“I feel so alive,” is a common phrase people say. Then they die at some point. Recent breakthrough scientific studies have revealed what many at the Intergalactic Business Report have been thinking for years—that being alive is a detriment to your health. Being dead, on the other hand, poses almost no health risks.
In an exclusive report, we break down the stunning differences between the two. In the end, you may conclude that everyone is better off dead.
DEAD: Dead people are at peace with the universe and may even float around as ghosts and spirits. While this doesn’t sound like an amazing lifestyle, none of them have rheumatoid arthritis, diabetes, or heart conditions.
ALIVE: Alive people talk about being at peace with the universe but are lying about it because twenty seconds after they brag about how “at peace” they are, they start yelling at a waiter or their kids. Meanwhile, they’re all about to die from hidden diseases they don’t even know they have.
DEAD: Dead people don’t gain weight. If anything, they lose it as their bodies deteriorate and limbs fall off.
ALIVE: The living can gain up to forty pounds from eating a cheeseburger and drinking a beer one night. Then they can go on a diet for three years and work out every day and lose forty pounds. Then one night, they eat that cheeseburger again and…
DEAD: Dead people have zero doctor’s appointments per year, unless you count being dug up to see if they were serial killers or related to someone famous.
ALIVE: Living people are encouraged to see a doctor every ten minutes, just in case. They spend most of their lives being ass-probed, blood tested, and scanned by machines that somehow cost $475,000 a minute to tell them they don’t have brain cancer, this time…

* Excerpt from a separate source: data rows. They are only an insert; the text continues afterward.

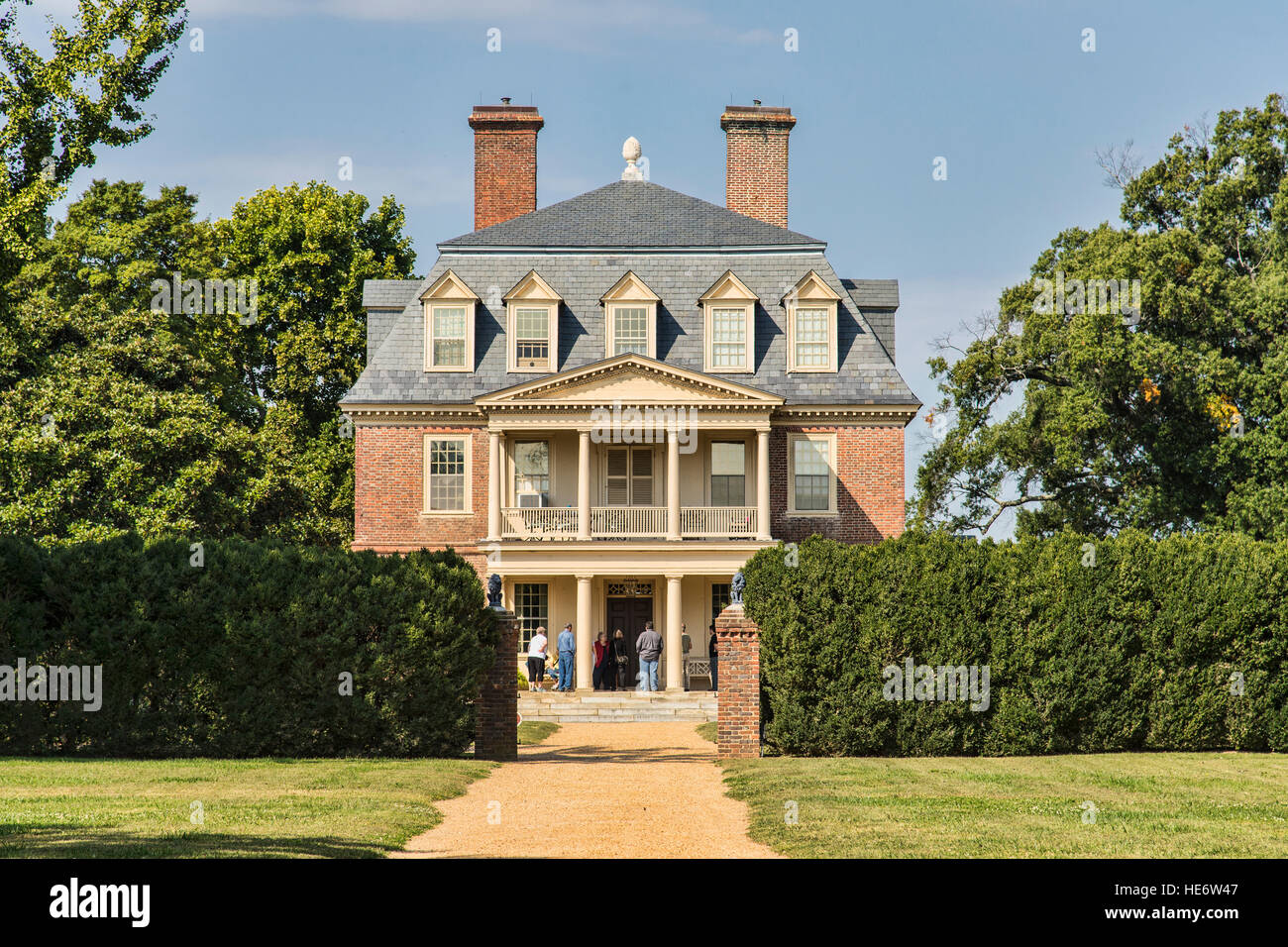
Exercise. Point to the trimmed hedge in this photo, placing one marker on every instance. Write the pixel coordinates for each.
(244, 655)
(1133, 652)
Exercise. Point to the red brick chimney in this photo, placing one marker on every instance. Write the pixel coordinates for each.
(505, 161)
(756, 170)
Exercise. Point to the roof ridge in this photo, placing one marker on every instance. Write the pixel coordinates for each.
(614, 215)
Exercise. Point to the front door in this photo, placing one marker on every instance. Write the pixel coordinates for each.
(629, 615)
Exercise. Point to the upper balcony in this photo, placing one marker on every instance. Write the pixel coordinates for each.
(629, 450)
(629, 523)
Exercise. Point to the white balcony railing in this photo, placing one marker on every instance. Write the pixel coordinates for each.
(539, 522)
(717, 522)
(627, 522)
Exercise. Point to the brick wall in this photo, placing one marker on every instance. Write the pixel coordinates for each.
(868, 489)
(756, 161)
(496, 725)
(505, 162)
(738, 712)
(389, 493)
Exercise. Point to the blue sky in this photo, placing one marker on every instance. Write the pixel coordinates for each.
(283, 89)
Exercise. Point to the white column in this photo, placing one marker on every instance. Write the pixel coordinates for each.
(674, 652)
(584, 484)
(763, 486)
(493, 486)
(585, 664)
(673, 486)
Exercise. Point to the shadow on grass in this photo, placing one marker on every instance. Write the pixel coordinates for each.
(65, 840)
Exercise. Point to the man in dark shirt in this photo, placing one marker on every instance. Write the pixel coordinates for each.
(648, 646)
(711, 654)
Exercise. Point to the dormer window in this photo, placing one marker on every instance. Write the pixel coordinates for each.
(532, 331)
(449, 325)
(630, 318)
(729, 337)
(811, 343)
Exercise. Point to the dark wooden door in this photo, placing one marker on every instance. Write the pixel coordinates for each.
(630, 615)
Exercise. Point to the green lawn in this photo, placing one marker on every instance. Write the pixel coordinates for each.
(261, 806)
(1220, 804)
(535, 731)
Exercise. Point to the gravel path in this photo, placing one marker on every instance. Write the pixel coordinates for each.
(606, 789)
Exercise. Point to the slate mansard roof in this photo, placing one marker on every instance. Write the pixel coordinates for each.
(631, 214)
(679, 247)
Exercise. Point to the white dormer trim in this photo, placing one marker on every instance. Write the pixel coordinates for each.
(811, 295)
(449, 292)
(532, 292)
(630, 292)
(728, 295)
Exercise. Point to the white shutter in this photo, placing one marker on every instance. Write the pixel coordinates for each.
(617, 482)
(642, 476)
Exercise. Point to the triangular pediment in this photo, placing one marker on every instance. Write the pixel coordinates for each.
(450, 286)
(632, 289)
(811, 287)
(630, 380)
(728, 289)
(532, 287)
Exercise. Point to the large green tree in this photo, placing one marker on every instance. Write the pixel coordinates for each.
(56, 110)
(1172, 418)
(127, 415)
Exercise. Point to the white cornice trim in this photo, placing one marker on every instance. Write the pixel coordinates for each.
(793, 249)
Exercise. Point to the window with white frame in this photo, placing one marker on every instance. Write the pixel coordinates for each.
(728, 474)
(450, 324)
(630, 329)
(811, 474)
(811, 325)
(532, 337)
(532, 609)
(532, 325)
(729, 330)
(812, 338)
(532, 470)
(728, 338)
(447, 337)
(447, 460)
(630, 317)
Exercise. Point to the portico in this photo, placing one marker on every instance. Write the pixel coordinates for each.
(629, 478)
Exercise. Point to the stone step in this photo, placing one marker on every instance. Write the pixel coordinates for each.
(640, 716)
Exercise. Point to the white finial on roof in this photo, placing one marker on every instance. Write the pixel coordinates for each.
(631, 153)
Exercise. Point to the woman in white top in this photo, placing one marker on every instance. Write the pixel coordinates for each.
(537, 660)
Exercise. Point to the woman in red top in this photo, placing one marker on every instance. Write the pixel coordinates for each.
(600, 661)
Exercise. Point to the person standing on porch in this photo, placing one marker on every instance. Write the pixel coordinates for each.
(567, 652)
(601, 668)
(711, 654)
(649, 647)
(622, 656)
(537, 660)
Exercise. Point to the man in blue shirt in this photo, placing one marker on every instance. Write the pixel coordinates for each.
(567, 652)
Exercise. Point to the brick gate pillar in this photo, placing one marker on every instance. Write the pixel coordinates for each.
(496, 735)
(738, 714)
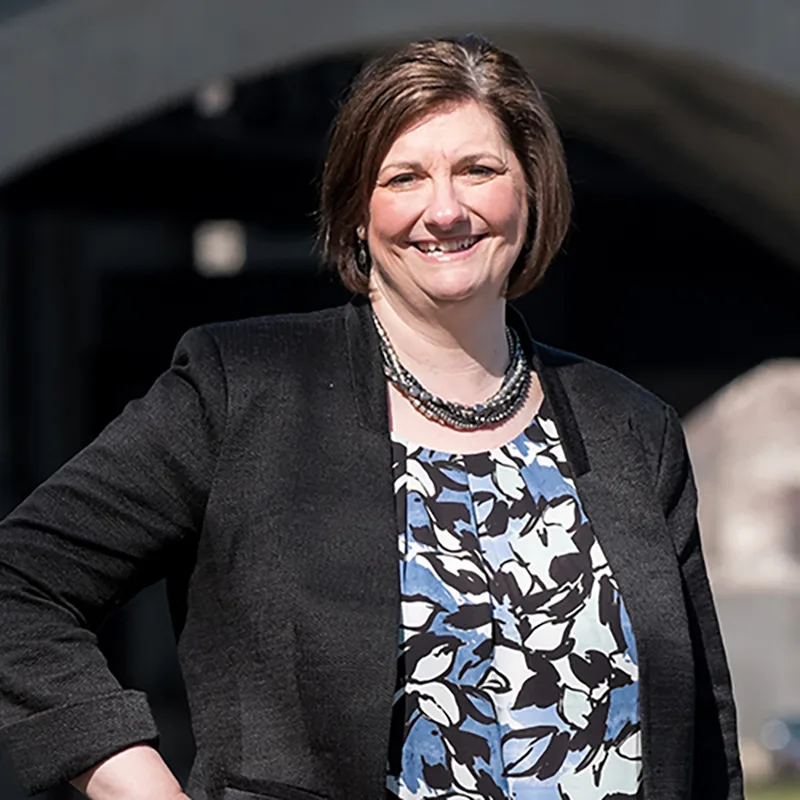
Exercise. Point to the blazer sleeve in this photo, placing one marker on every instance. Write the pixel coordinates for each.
(717, 773)
(108, 523)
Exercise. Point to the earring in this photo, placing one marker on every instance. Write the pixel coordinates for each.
(362, 257)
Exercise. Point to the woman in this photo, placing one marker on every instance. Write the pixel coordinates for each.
(556, 637)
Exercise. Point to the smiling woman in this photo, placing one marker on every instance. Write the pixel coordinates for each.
(410, 548)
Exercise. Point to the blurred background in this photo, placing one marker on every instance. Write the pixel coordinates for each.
(158, 169)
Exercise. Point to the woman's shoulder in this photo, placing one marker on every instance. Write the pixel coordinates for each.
(604, 400)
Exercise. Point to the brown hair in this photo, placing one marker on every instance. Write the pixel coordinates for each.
(394, 91)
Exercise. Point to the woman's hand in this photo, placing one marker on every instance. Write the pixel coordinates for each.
(138, 773)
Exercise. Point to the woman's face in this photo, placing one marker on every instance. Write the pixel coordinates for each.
(448, 214)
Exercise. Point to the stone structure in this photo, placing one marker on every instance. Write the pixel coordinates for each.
(745, 445)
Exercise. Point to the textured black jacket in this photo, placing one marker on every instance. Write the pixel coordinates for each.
(256, 475)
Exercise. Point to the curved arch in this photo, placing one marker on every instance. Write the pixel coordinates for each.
(705, 98)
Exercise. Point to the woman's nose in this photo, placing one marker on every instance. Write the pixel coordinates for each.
(445, 208)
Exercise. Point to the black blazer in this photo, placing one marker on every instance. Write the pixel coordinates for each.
(256, 475)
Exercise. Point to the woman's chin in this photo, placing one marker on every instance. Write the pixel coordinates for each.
(454, 290)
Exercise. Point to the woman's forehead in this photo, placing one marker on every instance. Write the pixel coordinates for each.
(452, 131)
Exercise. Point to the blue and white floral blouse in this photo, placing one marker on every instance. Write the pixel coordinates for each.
(517, 665)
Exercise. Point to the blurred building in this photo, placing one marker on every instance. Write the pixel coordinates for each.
(745, 445)
(157, 170)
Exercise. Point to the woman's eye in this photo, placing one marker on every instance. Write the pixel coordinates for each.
(404, 179)
(480, 171)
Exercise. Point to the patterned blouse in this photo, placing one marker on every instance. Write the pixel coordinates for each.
(517, 669)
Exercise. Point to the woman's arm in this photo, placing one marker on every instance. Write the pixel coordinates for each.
(717, 773)
(110, 521)
(137, 773)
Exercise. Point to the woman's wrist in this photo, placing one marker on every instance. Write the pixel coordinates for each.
(136, 773)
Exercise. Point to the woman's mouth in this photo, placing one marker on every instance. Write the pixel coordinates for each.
(447, 247)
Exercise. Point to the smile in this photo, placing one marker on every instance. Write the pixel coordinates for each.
(448, 246)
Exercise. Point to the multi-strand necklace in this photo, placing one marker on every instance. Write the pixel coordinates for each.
(508, 399)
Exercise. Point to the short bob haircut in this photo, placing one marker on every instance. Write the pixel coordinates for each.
(396, 90)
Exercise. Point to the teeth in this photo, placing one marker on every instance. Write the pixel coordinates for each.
(448, 247)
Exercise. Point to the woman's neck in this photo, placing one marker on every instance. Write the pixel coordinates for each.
(457, 351)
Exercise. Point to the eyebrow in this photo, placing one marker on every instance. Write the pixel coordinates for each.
(471, 158)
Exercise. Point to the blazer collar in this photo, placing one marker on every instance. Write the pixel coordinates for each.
(369, 383)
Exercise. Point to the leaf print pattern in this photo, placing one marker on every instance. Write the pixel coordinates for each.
(517, 666)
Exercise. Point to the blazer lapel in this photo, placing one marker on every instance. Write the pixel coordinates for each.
(615, 484)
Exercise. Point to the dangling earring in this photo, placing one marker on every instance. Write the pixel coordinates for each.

DEAD: Although covered in worms and insects, dead people never get Lyme disease, malaria, or cooties, if that’s actually a thing.
ALIVE: Alive people walk outside and are attacked by bugs nobody’s ever heard of but all carry deadly diseases that change your skin color, make you crazy, or eat you from the inside.
DEAD: Dead people don’t eat, so they never consume trans fats, sugar, or anything that might taste good.
ALIVE: The living try to pretend that kale and spinach and tofu taste great. Then they eat a whole birthday cake, a monster burger, and an extra-large order of fries and wait for death to take them.
DEAD: Dead people can’t contract any sexually transmitted diseases, unless grave robbers use them in a necrophiliac orgy, which is highly unlikely.
ALIVE: Living people try to make their lives like a porn and bang anything that walks near them. Then they wait for their dicks to fall off.